It's very late at night now. Outside my window, the waves of the Pacific Ocean sound like they're right in your ears. I hope you receive and read this letter. I'll be returning to China within the week. If it's possible, can you please write me back? You can send the letter to the movie studio. Of course, this might well be too much to hope for on my part.

Wishing you happiness,

Fang Jing

_____, _______, 1982


When she was a senior at a university in Beijing, her roommate in the upper bunk, the one who took her to the conference on Fang Jing's work later, often returned to the dorm late at night. Everyone knew she was madly in love. Miss Upper Bunk was a plain girl, but love gave her eyes an unusual brightness and made her whole face radiant. One night, when she returned to the dorm on tiptoe in the dark, she didn't climb into her upper bunk as usual. That night, Tiao in the lower bunk was also awake. From her bed, Tiao quietly watched her roommate walk into the dorm room. She saw Miss Upper Bunk take out a small round mirror from a drawer, raise the mirror toward the window, and study her own face by moonlight. The moonlight was too dim to allow her a good view of her own face, so she tiptoed to the door and gently pushed it open. A beam of yellow light from the hallway shone on her roommate's body. She stood in the doorway and angled her head and the mirror toward the light. Tiao looked at her face; it was a beautiful face with a hint of drunken flush. She must have been content with herself at that moment. This girls' dorm, deep in sleep then, had become rich and peaceful. Tiao was touched by the sight, and not just because of her roommate, but why else, then?

Another late night, her roommate tossed and turned in her bed after coming back. She leaned her head down to Tiao's lower bunk and quietly woke her up. Then she climbed down and lay side by side with Tiao, and began to speak in urgent tones. She said, "Tiao, let me tell you—I have to tell you—I'm finally no longer a virgin. A man loves me, and how wonderful a thing it is you couldn't possibly understand." She wanted Tiao to guess who the man was, and Tiao guessed a few boys from their class. Miss Upper Bunk said condescendingly, "Them? You can't mean them!" She said she never would have anything to do with the men on campus. She said they didn't have brains and she admired men with avant-garde ideas and a unique insight on society, those forward-thinkers who could enlighten people. She had fallen in love with a forward-thinker and that forward-thinker liberated her mind and body, turning her from a virgin into a . . . a woman. "A woman, do you understand or not, Tiao? You have a right to enjoy this, also, and you've had the right for a long time, without realizing." Her upper-bunk roommate described the experience of being with that forward-thinker. She said, "Do you know who he is? You'll be shocked if I tell you his name." She paused as if to let the suspense build for Tiao.
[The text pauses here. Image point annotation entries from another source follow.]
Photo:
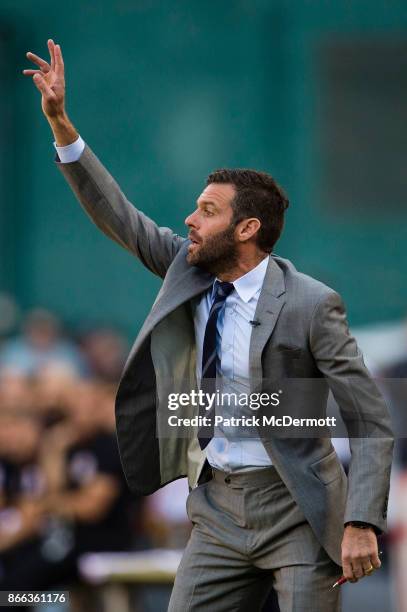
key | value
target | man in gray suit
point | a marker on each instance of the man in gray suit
(265, 509)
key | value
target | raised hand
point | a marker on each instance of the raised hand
(49, 78)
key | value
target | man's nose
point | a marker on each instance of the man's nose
(190, 221)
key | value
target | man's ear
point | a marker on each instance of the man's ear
(247, 228)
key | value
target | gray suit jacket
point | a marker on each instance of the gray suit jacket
(303, 334)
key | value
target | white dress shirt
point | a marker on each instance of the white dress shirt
(233, 341)
(225, 451)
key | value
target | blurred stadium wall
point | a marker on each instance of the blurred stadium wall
(314, 92)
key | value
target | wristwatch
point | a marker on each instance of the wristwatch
(359, 525)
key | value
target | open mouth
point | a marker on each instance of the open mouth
(193, 241)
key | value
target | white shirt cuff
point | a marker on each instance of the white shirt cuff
(71, 152)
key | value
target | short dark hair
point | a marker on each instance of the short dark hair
(257, 195)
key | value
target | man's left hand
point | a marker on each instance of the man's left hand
(360, 555)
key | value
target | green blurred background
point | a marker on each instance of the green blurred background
(314, 92)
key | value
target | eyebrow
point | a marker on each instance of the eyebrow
(206, 203)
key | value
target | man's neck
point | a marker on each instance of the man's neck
(243, 266)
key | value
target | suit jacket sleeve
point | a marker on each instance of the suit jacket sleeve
(109, 209)
(362, 408)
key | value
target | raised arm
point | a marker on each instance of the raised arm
(95, 188)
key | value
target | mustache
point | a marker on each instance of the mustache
(194, 237)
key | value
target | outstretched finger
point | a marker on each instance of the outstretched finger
(32, 72)
(42, 86)
(51, 49)
(59, 62)
(39, 61)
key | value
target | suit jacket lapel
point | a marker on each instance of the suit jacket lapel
(271, 301)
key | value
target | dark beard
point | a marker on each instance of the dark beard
(218, 254)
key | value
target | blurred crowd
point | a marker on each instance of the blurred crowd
(62, 489)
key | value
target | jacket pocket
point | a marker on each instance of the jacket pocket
(328, 468)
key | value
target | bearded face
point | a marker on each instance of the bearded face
(216, 253)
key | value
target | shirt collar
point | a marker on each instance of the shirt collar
(251, 282)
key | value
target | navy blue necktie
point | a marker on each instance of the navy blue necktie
(210, 358)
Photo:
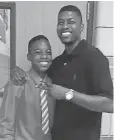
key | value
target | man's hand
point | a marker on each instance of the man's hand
(57, 92)
(18, 76)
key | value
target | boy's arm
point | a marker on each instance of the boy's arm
(7, 113)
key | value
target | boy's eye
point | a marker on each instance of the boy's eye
(49, 52)
(60, 22)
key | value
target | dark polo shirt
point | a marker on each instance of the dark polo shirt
(85, 70)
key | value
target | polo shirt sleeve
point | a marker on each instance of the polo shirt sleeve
(100, 73)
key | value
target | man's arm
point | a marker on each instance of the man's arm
(7, 113)
(102, 98)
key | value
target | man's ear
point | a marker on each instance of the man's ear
(29, 57)
(82, 27)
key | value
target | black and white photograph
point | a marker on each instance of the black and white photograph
(56, 70)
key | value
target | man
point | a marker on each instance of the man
(81, 80)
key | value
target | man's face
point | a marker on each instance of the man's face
(69, 27)
(40, 55)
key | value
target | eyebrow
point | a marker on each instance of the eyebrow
(68, 19)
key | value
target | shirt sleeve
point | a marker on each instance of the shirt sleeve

Tiao was really excited by her words and couldn't help asking, "Who is he, who is he?" Her upper-bunk roommate took a deep breath and then breathed out a few words gently as if she were afraid of frightening someone away. "The author of Zero Degree File." The name was indeed breathed out, barely formed on the lips. To this day Tiao still clearly remembers the nervous hot breath of her roommate when she said the words: "Zero Degree File."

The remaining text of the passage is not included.